Apple’s iPhone 18 chip plans may be hitting an unexpected speed bump, and the culprit isn’t performance or manufacturing yields—it’s memory. Ongoing DRAM shortages and rising prices are reportedly forcing Apple to scale back a key packaging upgrade that had been rumored for the standard A20 chip expected to power the base iPhone 18. The situation is a reminder that even the most supply-chain-savvy tech giant can’t fully escape the volatility of the global DRAM market.
Why the A20 packaging change mattered in the first place
Until recently, expectations were that Apple would move the A20 away from TSMC’s InFO (Integrated Fan-Out) packaging and adopt a newer approach called WMCM (Wafer-level Multi-Chip Module). That shift wasn’t just a technical makeover—it could have unlocked more flexible chip layouts and, crucially, better memory performance for demanding on-device AI features.

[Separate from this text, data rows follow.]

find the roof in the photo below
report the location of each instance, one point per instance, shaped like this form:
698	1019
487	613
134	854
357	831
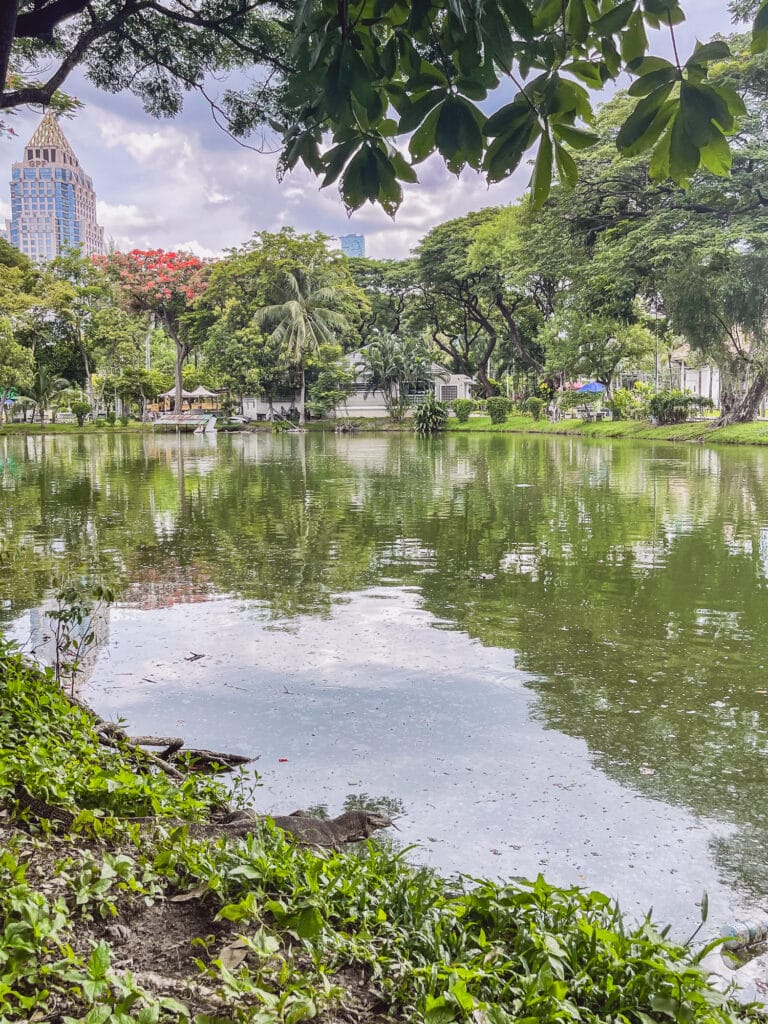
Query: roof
48	133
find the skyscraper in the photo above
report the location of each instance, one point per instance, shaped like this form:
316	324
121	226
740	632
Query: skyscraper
52	203
352	245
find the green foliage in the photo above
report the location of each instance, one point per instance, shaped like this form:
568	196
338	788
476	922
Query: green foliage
498	409
622	403
676	407
430	416
80	409
334	379
535	406
462	408
426	71
393	365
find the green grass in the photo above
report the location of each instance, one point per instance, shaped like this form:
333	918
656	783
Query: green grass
426	949
742	433
72	428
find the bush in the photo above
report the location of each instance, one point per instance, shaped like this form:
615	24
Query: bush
535	406
430	416
462	408
498	409
80	409
676	407
622	403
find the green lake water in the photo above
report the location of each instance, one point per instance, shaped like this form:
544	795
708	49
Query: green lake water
550	654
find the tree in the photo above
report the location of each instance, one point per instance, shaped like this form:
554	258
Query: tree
370	74
44	390
333	382
391	287
166	285
393	365
77	296
16	366
594	345
464	304
305	316
225	320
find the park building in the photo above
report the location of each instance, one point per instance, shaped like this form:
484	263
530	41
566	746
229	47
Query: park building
52	203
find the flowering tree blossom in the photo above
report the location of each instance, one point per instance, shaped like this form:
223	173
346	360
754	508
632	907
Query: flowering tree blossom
165	285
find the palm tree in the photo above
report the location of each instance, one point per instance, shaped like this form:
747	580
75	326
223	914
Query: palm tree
45	389
394	365
305	317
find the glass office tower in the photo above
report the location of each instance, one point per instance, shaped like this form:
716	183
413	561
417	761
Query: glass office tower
52	203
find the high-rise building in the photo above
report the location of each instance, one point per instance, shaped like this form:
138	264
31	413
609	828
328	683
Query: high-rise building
52	203
352	245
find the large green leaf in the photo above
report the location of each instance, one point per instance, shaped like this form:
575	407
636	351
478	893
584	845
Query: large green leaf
760	30
504	154
458	133
683	152
645	124
615	19
579	138
541	180
566	166
415	113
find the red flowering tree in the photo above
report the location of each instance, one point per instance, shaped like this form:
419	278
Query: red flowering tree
165	285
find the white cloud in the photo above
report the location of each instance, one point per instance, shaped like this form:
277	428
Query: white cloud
160	182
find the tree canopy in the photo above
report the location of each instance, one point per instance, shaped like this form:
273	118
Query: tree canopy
371	76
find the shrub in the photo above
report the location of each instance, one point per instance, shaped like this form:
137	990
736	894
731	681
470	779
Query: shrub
535	406
80	409
430	416
676	407
462	408
498	409
622	403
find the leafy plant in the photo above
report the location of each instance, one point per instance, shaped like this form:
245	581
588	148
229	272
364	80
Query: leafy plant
430	416
498	409
535	406
675	406
462	408
74	627
80	409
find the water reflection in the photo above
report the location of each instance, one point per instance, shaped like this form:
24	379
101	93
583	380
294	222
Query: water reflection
624	585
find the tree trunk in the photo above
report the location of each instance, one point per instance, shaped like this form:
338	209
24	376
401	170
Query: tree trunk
180	355
302	412
487	388
747	409
87	368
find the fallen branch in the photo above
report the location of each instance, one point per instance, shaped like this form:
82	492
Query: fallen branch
159	984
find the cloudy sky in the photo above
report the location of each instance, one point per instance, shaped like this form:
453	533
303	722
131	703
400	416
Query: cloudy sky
183	183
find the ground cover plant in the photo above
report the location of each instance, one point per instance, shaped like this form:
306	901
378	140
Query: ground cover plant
118	904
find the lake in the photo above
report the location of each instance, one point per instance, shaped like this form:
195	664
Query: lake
548	654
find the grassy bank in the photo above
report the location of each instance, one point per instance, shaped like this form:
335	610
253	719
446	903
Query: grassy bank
114	912
704	432
72	428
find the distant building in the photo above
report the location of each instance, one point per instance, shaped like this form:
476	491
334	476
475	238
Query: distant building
352	245
52	203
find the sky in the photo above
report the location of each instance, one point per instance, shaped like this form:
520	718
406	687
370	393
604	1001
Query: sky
182	183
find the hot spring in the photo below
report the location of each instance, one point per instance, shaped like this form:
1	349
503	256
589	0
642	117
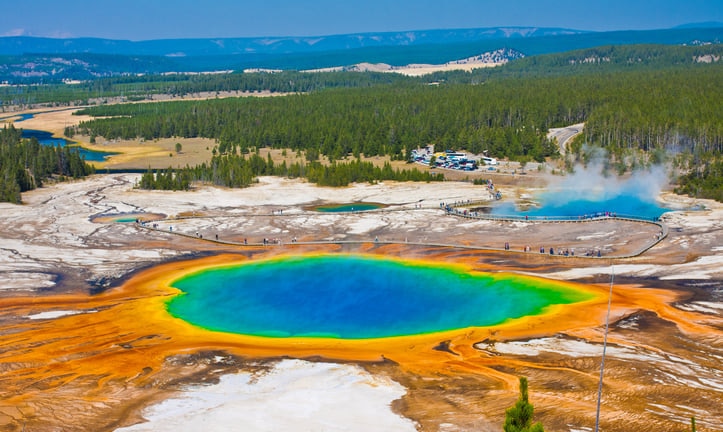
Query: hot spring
589	193
358	297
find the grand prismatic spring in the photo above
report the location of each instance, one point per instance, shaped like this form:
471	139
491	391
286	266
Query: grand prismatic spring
93	353
355	297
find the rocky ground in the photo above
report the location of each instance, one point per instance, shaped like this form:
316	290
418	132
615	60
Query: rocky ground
73	354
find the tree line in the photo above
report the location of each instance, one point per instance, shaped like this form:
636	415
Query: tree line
238	170
25	164
509	118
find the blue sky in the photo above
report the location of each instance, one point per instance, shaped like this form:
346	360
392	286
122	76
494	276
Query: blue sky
170	19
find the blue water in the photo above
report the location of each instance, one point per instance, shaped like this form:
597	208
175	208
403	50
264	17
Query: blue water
46	138
555	205
355	297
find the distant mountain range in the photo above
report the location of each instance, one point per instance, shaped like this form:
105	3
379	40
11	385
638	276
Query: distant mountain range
18	45
30	59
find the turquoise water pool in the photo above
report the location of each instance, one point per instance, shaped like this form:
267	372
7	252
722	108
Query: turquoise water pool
357	297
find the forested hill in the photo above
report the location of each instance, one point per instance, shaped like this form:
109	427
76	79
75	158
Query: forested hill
26	60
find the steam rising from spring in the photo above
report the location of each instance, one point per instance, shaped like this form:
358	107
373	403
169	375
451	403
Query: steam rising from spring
591	184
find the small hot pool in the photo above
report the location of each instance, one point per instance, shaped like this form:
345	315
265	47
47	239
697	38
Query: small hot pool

WMCM is designed to combine multiple separate dies—such as CPU, GPU, and the Neural Engine—into a single compact package. That opens the door to a wider range of configurations, including different mixes of CPU and GPU cores depending on the product tier. Another benefit is efficiency: with WMCM, the CPU, GPU, and Neural Engine can behave more independently, drawing power more precisely based on the task at hand, which can help keep power use in check.
But the biggest draw for iPhones was always memory. WMCM can place RAM directly onto the wafer alongside the processor rather than sitting adjacent to it. That on-wafer placement improves latency, and lower latency can translate into smoother performance in AI-heavy workloads, where rapid memory access matters. WMCM can also improve heat management and increase interconnect density by placing critical components on a redistribution layer and avoiding certain extra layers used in other designs.

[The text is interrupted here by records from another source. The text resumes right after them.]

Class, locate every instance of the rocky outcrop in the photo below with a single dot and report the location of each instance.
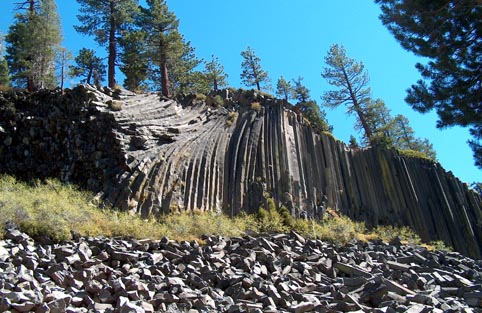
(277, 273)
(154, 155)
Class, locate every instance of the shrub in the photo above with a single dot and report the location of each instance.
(231, 118)
(270, 220)
(414, 154)
(218, 101)
(256, 106)
(200, 96)
(115, 105)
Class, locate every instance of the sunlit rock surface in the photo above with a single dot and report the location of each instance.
(154, 156)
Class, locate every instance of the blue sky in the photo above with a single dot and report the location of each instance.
(292, 39)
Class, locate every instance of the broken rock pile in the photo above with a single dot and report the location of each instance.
(276, 273)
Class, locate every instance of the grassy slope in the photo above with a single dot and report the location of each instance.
(56, 210)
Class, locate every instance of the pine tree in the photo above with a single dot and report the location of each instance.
(351, 80)
(380, 123)
(449, 34)
(404, 138)
(88, 65)
(253, 74)
(184, 78)
(163, 40)
(300, 92)
(106, 20)
(32, 41)
(134, 62)
(309, 108)
(353, 143)
(284, 89)
(62, 60)
(4, 77)
(215, 74)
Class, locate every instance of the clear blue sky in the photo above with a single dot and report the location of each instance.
(292, 38)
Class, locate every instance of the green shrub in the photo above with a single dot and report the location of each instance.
(218, 101)
(414, 154)
(231, 118)
(55, 210)
(256, 106)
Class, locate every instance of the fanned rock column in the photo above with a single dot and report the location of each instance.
(153, 155)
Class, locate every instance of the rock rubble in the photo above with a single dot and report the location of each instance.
(275, 273)
(153, 156)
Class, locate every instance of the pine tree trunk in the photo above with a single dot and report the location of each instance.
(89, 75)
(164, 79)
(112, 47)
(356, 105)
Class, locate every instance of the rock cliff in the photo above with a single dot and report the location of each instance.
(221, 153)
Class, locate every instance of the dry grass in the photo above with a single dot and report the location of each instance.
(256, 106)
(56, 210)
(231, 118)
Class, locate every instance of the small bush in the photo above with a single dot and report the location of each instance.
(231, 118)
(115, 105)
(256, 106)
(414, 154)
(218, 101)
(388, 232)
(200, 96)
(55, 210)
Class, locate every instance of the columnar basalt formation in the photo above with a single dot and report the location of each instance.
(154, 156)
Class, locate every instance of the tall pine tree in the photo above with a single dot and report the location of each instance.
(106, 20)
(215, 75)
(4, 77)
(89, 66)
(134, 63)
(449, 34)
(351, 81)
(163, 40)
(32, 41)
(253, 74)
(284, 89)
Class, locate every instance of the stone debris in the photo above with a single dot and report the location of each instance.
(151, 155)
(273, 273)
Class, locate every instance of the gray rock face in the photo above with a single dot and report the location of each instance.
(242, 276)
(154, 156)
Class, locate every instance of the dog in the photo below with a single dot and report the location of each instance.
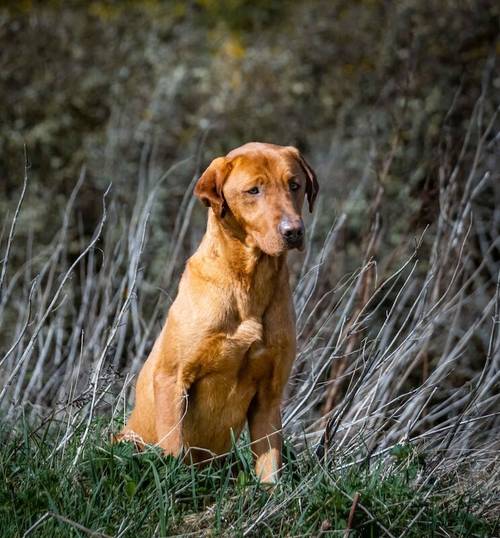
(225, 352)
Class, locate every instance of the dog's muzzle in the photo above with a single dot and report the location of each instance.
(292, 232)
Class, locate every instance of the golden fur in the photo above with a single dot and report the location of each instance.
(226, 349)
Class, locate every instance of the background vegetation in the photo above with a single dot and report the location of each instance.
(394, 395)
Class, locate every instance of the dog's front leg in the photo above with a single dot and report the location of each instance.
(264, 422)
(170, 405)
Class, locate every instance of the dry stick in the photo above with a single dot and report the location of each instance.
(97, 371)
(13, 224)
(351, 515)
(49, 309)
(25, 326)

So why back away now? DRAM pricing and supply pressure
According to a recent industry tip, Apple may be dropping WMCM for the standard A20 because the current DRAM shortage—plus higher DRAM prices—makes the broader strategy too expensive to roll out across the lineup. The goal behind WMCM for the base A20 was reportedly tied to enabling more DRAM with better latency for edge AI. If the memory is harder to source or significantly pricier, that plan becomes much more difficult to justify in the lower-margin base model.
What happens to the A20 Pro and iPhone 18 Pro models?

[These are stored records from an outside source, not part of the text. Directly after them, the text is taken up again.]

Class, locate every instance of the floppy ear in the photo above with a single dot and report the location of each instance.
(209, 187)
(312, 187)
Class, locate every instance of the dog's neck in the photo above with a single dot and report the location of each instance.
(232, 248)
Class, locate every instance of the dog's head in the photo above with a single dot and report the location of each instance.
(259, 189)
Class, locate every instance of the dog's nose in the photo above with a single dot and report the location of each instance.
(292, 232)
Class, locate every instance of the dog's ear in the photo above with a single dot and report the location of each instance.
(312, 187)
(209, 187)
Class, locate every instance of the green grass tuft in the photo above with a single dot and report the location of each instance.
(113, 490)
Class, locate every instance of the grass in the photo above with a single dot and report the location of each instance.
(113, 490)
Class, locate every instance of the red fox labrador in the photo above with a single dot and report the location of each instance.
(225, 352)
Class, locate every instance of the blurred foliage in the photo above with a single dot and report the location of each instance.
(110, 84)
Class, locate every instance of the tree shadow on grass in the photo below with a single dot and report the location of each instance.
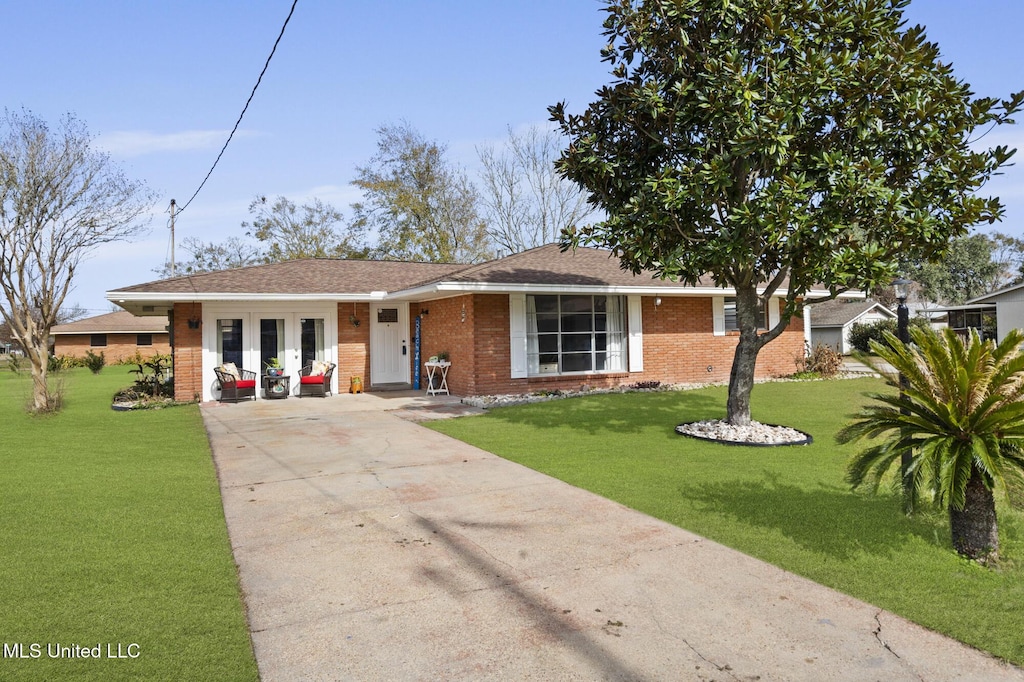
(827, 520)
(621, 413)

The same report suggests Apple will still use WMCM for the A20 Pro chip, which is expected to power the iPhone 18 Pro and iPhone 18 Pro Max. However, there’s a catch: even with the more advanced packaging, those higher-end models may not get an increase in RAM capacity.
Instead, Apple is said to consider today’s 12GB LPDDR5 memory sufficient, allowing the Pro models to gain the packaging-related advantages (like latency and efficiency improvements) without the added cost of increasing RAM at a time when DRAM remains expensive and constrained.
Bad news for base iPhone 18 RAM expectations
If WMCM is indeed being reserved for the Pro chips, it also makes a 12GB RAM upgrade for the base iPhone 18 far less likely. Recent speculation had pointed in that direction, but the economics don’t appear to support it. The cost of a 12GB LPDDR5 module is projected to be extremely high around the timeframe when the base iPhone 18 is expected to launch, making a meaningful RAM bump hard to justify for Apple’s standard model without squeezing margins or raising prices.
The bigger takeaway: AI ambitions meet real-world component costs
Apple has been pushing more on-device intelligence, and memory is one of the most important ingredients for AI features that run locally—especially as models and workloads grow more complex. But this report highlights the practical limits of that ambition when supply and pricing don’t cooperate. If DRAM remains tight and expensive, Apple may continue to differentiate iPhone 18 features not just by camera upgrades and display tech, but by behind-the-scenes silicon and memory decisions that determine how far on-device AI can go on each model.